Propelmee, a self driving technology start-up, discusses safety assurance and insurability of self driving cars in its latest safety publication CARSAV by proposing novel perspectives on validation of self driving technologies, drawing from techniques and methods from insurance telematics for autonomous vehicles.

Comprehensive Architecture for Road Safety of Autonomous Vehicles  (CARSAV) presents novel thinking on a range of topics related to verification and validation of highly and fully automated driving systems and unpacks the complexity of safety assurance requirements for commercial deployment of autonomous vehicles. The publication explains how autonomous vehicle technologies work, how they come together to enable automated driving, what are the key aspects in these technologies that are safety critical and how to address safety gaps.

“Our goal in publishing this report is to provide an argued position on the current technological approaches with respect to their safety dimension and how to bridge the gaps,” said Zain Khawaja, CEO and founder, Propelmee.

“To that end, we put forth the argument that in order to achieve Comprehensive Autonomous Safety(CAS), every single technology component comprising the full autonomous system must be verifiable and be able to conform to formal validation at a component level in order to establish comprehensive system-level safety.”

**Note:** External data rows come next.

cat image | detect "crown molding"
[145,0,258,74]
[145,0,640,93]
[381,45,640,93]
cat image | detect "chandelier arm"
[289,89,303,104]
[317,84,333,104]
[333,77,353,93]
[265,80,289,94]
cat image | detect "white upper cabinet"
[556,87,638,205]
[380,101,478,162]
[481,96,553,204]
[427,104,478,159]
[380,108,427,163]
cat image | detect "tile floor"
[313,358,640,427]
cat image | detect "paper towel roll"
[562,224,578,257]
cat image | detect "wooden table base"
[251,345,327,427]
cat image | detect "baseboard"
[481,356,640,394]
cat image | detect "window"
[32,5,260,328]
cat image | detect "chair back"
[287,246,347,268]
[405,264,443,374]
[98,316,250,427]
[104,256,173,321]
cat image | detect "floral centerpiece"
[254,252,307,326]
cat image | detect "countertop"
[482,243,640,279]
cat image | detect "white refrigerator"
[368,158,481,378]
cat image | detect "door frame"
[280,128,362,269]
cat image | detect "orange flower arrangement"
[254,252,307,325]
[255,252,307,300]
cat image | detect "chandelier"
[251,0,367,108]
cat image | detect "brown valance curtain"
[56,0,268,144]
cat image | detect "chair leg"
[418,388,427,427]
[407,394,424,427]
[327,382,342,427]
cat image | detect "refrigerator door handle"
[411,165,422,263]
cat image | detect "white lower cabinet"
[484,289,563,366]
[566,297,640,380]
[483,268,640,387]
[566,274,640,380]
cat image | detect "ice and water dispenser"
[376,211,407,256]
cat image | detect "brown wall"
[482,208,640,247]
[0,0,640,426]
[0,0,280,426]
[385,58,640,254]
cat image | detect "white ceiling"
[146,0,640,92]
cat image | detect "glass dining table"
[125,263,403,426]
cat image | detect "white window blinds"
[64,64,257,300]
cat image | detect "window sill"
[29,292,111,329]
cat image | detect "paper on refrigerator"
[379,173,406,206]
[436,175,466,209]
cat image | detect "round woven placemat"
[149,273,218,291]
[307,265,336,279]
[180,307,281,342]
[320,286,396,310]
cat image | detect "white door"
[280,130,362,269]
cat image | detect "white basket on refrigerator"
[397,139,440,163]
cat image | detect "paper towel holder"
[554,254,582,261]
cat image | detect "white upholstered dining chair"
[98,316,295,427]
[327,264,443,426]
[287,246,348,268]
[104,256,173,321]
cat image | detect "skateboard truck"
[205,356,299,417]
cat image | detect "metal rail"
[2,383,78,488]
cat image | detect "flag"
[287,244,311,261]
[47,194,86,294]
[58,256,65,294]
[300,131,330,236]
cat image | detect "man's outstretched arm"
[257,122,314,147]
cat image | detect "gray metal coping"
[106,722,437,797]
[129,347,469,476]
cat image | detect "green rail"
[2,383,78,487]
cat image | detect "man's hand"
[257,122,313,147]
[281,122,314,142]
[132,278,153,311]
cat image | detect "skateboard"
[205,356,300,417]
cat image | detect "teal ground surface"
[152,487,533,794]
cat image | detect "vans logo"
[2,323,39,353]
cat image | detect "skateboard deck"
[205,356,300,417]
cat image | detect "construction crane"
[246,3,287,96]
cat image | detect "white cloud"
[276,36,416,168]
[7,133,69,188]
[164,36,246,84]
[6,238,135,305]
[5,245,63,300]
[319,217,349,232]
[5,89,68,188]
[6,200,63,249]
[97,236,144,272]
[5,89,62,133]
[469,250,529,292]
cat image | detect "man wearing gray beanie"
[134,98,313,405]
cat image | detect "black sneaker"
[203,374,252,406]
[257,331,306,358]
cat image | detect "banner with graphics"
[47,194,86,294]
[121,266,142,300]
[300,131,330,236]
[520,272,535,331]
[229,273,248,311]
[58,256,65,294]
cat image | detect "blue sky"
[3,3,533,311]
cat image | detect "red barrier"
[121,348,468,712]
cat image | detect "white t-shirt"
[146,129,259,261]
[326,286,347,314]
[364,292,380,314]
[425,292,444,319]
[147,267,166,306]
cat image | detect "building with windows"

CARSAV introduces the idea of Classification Agnostic Perception (CAP) as the first guarantor of safety in automated driving systems and expounds on the importance of a system design approach that enables transparent scrutiny and assessment.  “We emphasize the importance of assessing and validating each component technology in the self driving software system as well as validating the tools used for verification and validation of such systems. We draw upon insurance telematics techniques to propose incident analysis methods for fault assignment in automated driving systems. Unless the system is fully transparent and can prove its performance on that basis, it will not be possible to earn approval for commercial deployment from regulators and trust from end users.”